Che cosa ha capito da questa riflessione?
«Che non bisogna sfidare la sorte. Sono stata molto fortunata con la salute. L’unica difficoltà l’ho vissuta con la seconda gravidanza, quando ho sofferto di diabete gestazionale (una condizione che si può sviluppare quando si è incinta, caratterizzata da alti livelli di zucchero nel sangue, ndr), ma con i consigli di ginecologo e dietista la situazione è rientrata presto. Tornando al lockdown, ho scelto di realizzare delle dirette Instagram che raccontassero un nuovo modo di vivere. Avevo tanto tempo libero e ho cominciato a occuparmi di me stessa. Ho coinvolto la mia insegnante di pilates, Simona Romagnolo, perché non avevo le capacità per spiegare gli esercizi da sola e lezione dopo lezione ho capito che prendersi cura di sé è bello e appagante».
«Da allora continuo con il pilates, cammino a passo svelto al parco ogni volta che posso e aggiungo un po’ di sollevamento pesi per la struttura muscolare. In questo percorso ho modificato leggermente anche l’alimentazione: resto una buona forchetta, con mamma di Benevento e papà piemontese, abituata quindi a piatti gustosi e saporiti, ma ho iniziato a stare più attenta a quello che mangio tutti i giorni, soprattutto a casa, senza ansia e pressioni, con la voglia di stare e sentirmi bene. Quando esco, però, mangio quello che mi va e non mi faccio mancare un bicchiere di vino rosso».
È mamma di due bambine piccole: è riuscita a convincerle a mangiare le verdure?
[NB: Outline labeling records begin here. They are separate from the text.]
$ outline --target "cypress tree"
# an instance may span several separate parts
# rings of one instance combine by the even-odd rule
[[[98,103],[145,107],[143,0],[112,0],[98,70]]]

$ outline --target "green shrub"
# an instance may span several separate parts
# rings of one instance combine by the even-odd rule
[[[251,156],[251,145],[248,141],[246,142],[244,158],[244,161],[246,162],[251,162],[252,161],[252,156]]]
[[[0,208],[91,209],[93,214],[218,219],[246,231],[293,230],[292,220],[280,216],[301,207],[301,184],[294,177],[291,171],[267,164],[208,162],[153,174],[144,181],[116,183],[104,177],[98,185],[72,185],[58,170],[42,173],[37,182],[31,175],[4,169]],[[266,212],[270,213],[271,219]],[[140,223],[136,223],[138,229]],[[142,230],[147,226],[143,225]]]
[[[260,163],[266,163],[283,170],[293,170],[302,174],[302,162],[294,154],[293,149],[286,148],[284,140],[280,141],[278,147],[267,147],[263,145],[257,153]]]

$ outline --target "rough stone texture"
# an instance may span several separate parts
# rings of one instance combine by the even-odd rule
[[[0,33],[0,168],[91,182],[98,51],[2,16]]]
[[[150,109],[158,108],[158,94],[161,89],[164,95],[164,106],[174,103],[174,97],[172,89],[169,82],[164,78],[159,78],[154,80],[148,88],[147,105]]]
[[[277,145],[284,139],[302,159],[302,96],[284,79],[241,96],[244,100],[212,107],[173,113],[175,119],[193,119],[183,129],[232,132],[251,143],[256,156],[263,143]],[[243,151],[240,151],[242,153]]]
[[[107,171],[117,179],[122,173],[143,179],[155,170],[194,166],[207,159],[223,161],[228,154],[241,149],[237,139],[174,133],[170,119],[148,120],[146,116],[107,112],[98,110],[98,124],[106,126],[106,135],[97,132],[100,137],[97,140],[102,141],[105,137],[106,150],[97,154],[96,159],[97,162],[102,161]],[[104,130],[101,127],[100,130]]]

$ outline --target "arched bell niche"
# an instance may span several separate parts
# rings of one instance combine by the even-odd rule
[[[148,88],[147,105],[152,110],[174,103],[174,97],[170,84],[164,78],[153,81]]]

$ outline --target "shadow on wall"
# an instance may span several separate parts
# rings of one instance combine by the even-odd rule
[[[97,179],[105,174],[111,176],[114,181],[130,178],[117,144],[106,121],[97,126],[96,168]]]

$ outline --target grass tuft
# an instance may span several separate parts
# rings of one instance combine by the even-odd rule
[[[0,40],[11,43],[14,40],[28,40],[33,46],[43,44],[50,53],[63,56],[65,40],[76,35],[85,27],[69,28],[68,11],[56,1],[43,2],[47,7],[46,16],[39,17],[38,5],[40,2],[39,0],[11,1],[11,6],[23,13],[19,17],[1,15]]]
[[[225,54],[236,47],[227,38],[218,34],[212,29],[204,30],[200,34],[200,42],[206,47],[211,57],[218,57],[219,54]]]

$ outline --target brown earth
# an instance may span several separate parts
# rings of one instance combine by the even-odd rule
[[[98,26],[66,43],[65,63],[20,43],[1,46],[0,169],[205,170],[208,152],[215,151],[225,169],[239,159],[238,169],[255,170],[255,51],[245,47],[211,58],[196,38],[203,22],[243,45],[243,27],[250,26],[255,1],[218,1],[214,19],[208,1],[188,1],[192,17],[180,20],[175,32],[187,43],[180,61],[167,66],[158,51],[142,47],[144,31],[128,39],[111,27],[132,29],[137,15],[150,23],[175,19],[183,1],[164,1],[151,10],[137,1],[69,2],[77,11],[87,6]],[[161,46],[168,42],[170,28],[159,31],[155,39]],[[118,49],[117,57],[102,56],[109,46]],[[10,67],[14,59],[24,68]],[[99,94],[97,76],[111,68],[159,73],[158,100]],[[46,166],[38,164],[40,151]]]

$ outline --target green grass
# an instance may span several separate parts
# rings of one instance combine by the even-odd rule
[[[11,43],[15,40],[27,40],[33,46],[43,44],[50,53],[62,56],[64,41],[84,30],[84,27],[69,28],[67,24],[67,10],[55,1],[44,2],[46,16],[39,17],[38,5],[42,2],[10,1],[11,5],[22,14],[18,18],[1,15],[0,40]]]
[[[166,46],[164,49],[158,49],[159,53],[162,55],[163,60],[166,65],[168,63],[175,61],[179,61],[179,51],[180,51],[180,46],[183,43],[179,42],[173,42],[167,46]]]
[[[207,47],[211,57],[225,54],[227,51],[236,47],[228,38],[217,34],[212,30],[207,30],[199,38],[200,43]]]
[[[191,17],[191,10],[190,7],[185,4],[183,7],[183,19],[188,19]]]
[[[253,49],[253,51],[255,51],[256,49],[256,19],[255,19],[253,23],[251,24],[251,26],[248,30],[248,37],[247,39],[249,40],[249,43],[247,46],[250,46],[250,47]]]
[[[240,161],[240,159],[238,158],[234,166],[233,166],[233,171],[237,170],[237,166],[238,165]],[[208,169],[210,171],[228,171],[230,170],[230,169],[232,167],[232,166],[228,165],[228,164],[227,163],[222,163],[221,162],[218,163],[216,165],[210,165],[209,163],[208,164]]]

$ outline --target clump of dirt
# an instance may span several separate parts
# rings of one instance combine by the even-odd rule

«Il segreto è l’esempio: se tu mangi verdure, loro ti imitano. E poi gioco con le forme, creo polpette o sformati divertenti, magari a forma di piccoli animali. Così loro si divertono, e io sono felice perché mangiano sano».
Che consiglio darebbe a chi ha paura di affrontare un controllo?
«Ho avuto la fortuna di essere amica di Francesca Del Rosso, che ha raccontato la sua esperienza con il cancro nel libro Wondy, ovvero come ho conosciuto il mio tumore. Era una donna piena di vita, ironica, intelligente. Quando ha scoperto di avere un tumore al seno ha condiviso il suo percorso senza retorica, ma con tanta sincerità e forza. Mi ha insegnato che la prevenzione non è un obbligo, ma un atto d’amore verso se stessi e chi ci sta vicino. Mi ripeteva sempre: se non lo fai per te, fallo per chi ti vuole bene. Ecco, questo messaggio ora è diventato anche mio».